Con lo ‘sciocchezzaio’, almeno per ora, si può finirla qui. Qui sì, siamo al vero “Putinversteher”; altro che i nomi di quattro o cinque ciarlieri opinionisti o accreditati tali.

Per inciso: c’è chi ha rilevato che il citato studio della Columbia University risale al 2021; e alcuni nomi citati non si sono: in particolare quelli di Stefano Fassina, Ugo Mattei, Laura Boldrini, Barbara Spinelli; forse in un afflato di quelli di cui Talleyrand mette in guardia, li ha aggiunti lui. Pare che la stessa Columbia University c’entri fino a un certo punto; sarebbe invece parte di un documento di ricerca che fa parte di una raccolta di saggi (oltre 400 pagine) pubblicata dalla casa editrice tedesca “Ibidem”, che negli Usa è distribuita dalla Columbia University Press, la casa editrice dell’università in questione. I curatori non sono docenti della Columbia: Bertelsen lavora alla Embry-Riddle Aeronautical University di Prescott, Arizona; Goldman alla Citadel di Charleston, South Carolina. Gli autori italiani dello “studio” non lavorano alla Columbia, non hanno alcun incarico accademico: Di Pasquale si presenta come “fotogiornalista e saggista”, Germani è “direttore scientifico dell’Istituto Gino Germani di scienze sociali e studi strategici”.
Gli autori del documento di ricerca si propongono di “discutere l’influenza russa sulla cultura e sull’accademia italiana”. Distinguono “due diversi tipi di intellettuali filorussi in Italia”: i neo-eurasianisti, con “posizioni radicali pro-Mosca e anti-occidente”, e i “Russlandversteher” con “una posizione pro-russa pragmatica e moderata, basata su considerazioni di realpolitik“. Insomma, pare che le cose siano un po’ diverse da come presentate.
Ad ogni modo, non ci si può considerare che fortunati per il fatto che si è qui a poterne parlare e scrivere liberamente. Mentre si raccoglieva il materiale per questo articolo, ci si è imbattuti nel resoconto di Josh Dawsey del 6 marzo, per la “Washington Post”. Si racconta del discorso dell’ex presidente Donald Trump a un’assemblea del Partito Repubblicano a New Orleans.

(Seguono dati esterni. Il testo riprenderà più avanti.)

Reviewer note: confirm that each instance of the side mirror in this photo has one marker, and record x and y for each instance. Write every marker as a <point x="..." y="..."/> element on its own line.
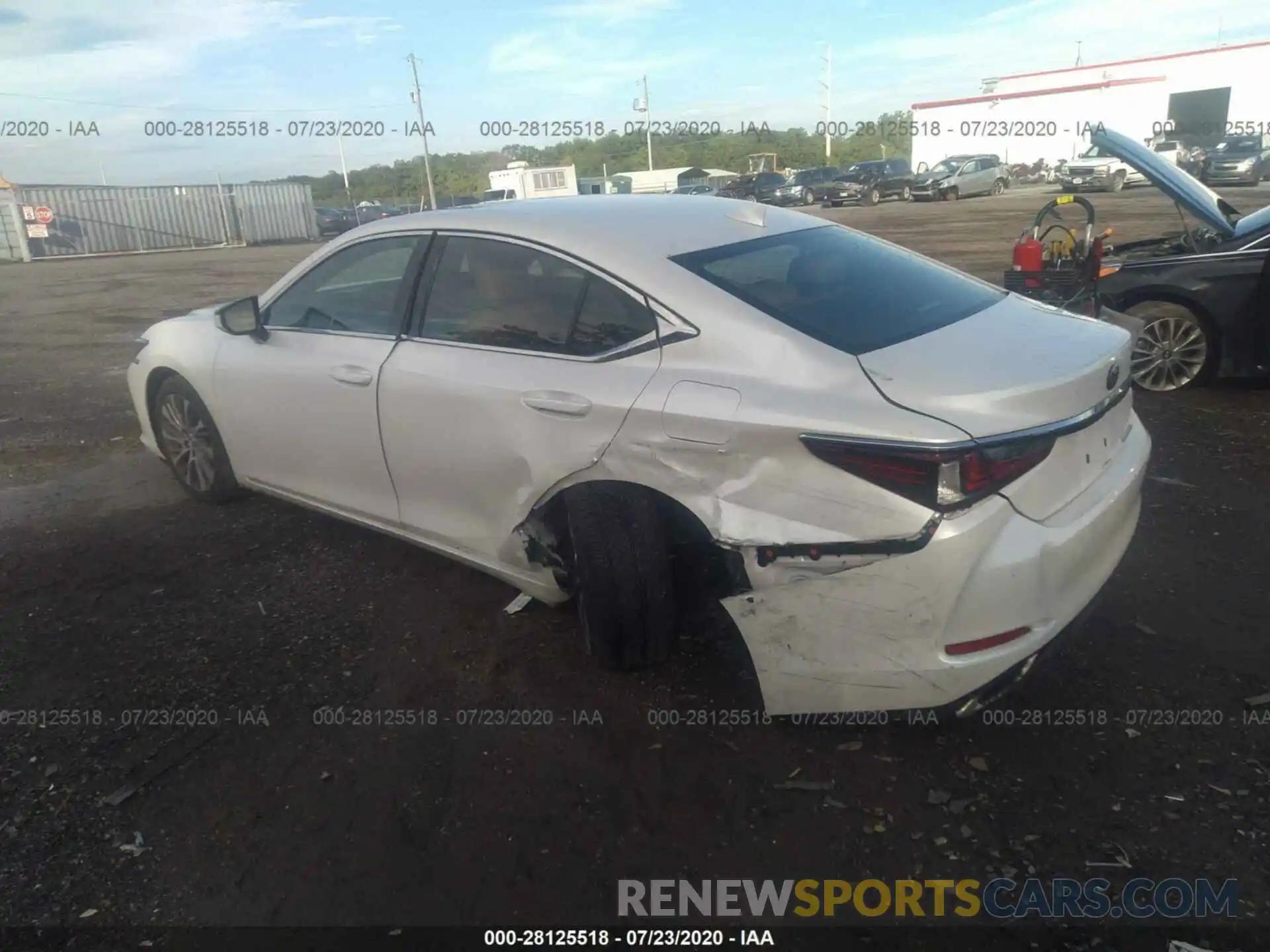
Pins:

Mister Trumplethinskin propone di “etichettare” gli F-22 statunitensi con la bandiera cinese e “bombardare la merda dalla Russia…E poi diciamo, la Cina l’ha fatto, noi non l’abbiamo fatto, la Cina l’ha fatto, e poi iniziano a litigare tra loro e noi ci sediamo a guardare“. Elogia il dittatore nordcoreano Kim Jong definendolo “seriamente duro”; dice di essere stato più duro con Putin di qualsiasi altro presidente; ribadisce le false affermazioni di aver vinto le elezioni del 2020; esorta il GOP a essere “più duro” sulla presunta frode elettorale; denigra gli oppositori interni; definisce il riscaldamento globale “una grande bufala” che potrebbe effettivamente portare uno sviluppo positivo: più proprietà sul lungomare. Sembra che l’uditorio si sia molto divertito a questa girandola di stupidaggini.
Davvero scherza, Trump? Davvero battute? Come sia: meno male che alla Casa Bianca c’è “Sleepy Joe”. Davvero meno male.